Durch die Geschäftsschließungen im Lockdown brachen die Umsätze im Einzelhandel vielfach weg. Mehrfach hatten wir in früheren Ausgaben der Triumph über die Rechtsprechung der Gerichte zu den Folgen der Pandemie auf die Verpflichtung der Mieter zur Mietzahlung berichtet, insbesondere zu den sehr divergierenden Entscheidungen. Der Bundesgerichtshof (BGH) befasst sich derzeit erstmals mit dieser Frage. Eine einfache Lösung wird es aber – von uns nicht anders erwartet – nicht geben.
Von Betriebsschließungen betroffene Mieter, die mit ihrem Vermieter über die Miete im Lockdown verhandeln oder gar streiten, dürften voraussichtlich nicht mehr mit einer pauschalen 50/50-Regelung rechnen. Viel eher müssen wohl sämtliche Fälle im Streitfall von den Gerichten einzeln genau geprüft werden. Dies zeichnete sich am 01.12.2021 in der Verhandlung vor dem BGH (XII ZR 8/21) über einen der beiden parallel laufenden Fälle (hier: Vorinstanz OLG Dresden) ab.
Aufgrund des Lockdowns kam es zu Schließungen von Einzelhandelsgeschäften, wodurch den Händlern der Umsatz unversehens vollständig wegbrach. Manche Vermieter passten die Mieten an, andere nicht. Der Gesetzgeber hatte im Dezember 2020 reagiert und klargestellt, dass die COVID-19-Pandemie einen Umstand darstelle, der zur Anwendung von § 313 BGB führen könne, wonach Vertragspartner verpflichtet sein können, vertragliche Regelungen an außergewöhnliche Umstände, die von beiden Seiten nicht vorhergesehen waren, anzupassen. Auf das Gewerbemietrecht bezogen könnte hieraus eine pandemiebedingte Mietanpassung geschlussfolgert werden, wenn gewerbliche Mieter aufgrund der die COVID-19-Pandemie schließen müssen oder ihr Geschäft nur mit starken Einschränkungen öffnen dürfen.
Viele Fälle landeten vor den Gerichten. Die Entscheidungen waren aber sehr uneinheitlich, sodass auf eine richtungsweisende Entscheidung des BGH gehofft wird.

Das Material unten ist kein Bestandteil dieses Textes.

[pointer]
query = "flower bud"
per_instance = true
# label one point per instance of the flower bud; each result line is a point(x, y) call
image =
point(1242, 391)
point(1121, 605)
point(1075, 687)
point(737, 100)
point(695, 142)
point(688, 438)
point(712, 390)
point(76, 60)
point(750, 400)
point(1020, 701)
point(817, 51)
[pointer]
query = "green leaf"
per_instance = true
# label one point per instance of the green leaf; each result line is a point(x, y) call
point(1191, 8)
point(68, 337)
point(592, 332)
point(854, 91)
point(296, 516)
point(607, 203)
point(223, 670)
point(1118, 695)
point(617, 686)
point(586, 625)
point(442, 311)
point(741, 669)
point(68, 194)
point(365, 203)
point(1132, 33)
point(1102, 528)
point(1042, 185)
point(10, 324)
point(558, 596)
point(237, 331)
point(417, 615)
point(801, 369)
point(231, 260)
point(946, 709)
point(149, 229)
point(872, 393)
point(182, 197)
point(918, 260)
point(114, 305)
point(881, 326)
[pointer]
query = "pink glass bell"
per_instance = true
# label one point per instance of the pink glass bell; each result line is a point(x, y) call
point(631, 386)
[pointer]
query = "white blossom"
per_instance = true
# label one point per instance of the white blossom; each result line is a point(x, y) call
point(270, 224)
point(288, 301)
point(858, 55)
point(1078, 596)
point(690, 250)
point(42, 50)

BGH will keine pauschale 50/50-Lösung
In dem ersten BGH Fall geht es um eine Filiale des Textil Discounters Kik im Raum Chemnitz, die vom 19.03. bis zum 19.04.2020 schließen musste. Der Vermieter verlangt für den Zeitraum die Entrichtung der vollen Miete. Das Oberlandesgericht (OLG) Dresden hatte entschieden, dass der Mieter nur ungefähr die Hälfte zahlen müsse.
Diese 50/50-Lösung ist dem BGH aber offensichtlich zu pauschal. Das Gericht meint, dass unter anderem mit zu berücksichtigen ist, ob der betroffene Geschäftsinhaber staatliche Hilfen oder Leistungen aus einer Betriebsschließungsversicherung bekommen habe. „Das dürfte eine umfassende Prüfung aller Umstände des Einzelfalls voraussetzen“, sagte der Vorsitzende Richter am BGH Hans Joachim Dose. Sein Senat tendiere daher dazu, das Dresdner Urteil aufzuheben. Das OLG müsste sich den Fall dann noch einmal genauer anschauen.
Der Berichterstatter in diesem Verfahren, Richter am BGH Peter Günter, sieht beide, Mieter und Vermieter, in der Pandemie insoweit in einem Boot: „Es ist durchaus etwas, was beide betrifft, womit beide nicht gerechnet haben.“ Auch der Vermieter sei durch die Pandemie beeinträchtigt – so würde er im Lockdown wohl kaum einen neuen Mieter finden. Er plädierte dafür, immer den Einzelfall anzuschauen. Das Ergebnis „50/50“ wäre zwar einfach, werde der Wirklichkeit aber nicht gerecht, sagte er.
Insoweit ist die Grundtendenz des BGH erwartbar gewesen. Spannend wird sein, ob und wie der BGH die einzelnen Umstände des Einzelfalls bewertet, insbesondere ob er konkrete Vorgaben machen wird, welche Aspekte des Einzelfalls in die Prüfung mit einbezogen werden müssen. Klar hingegen dürfte aber jetzt auch sein, dass die bislang gegenläufigen Rechtsansichten von Gerichten, wonach die Pandemie-Risiken ausschließlich die Sphäre des Mieters beträfen, nicht Bestand haben werden.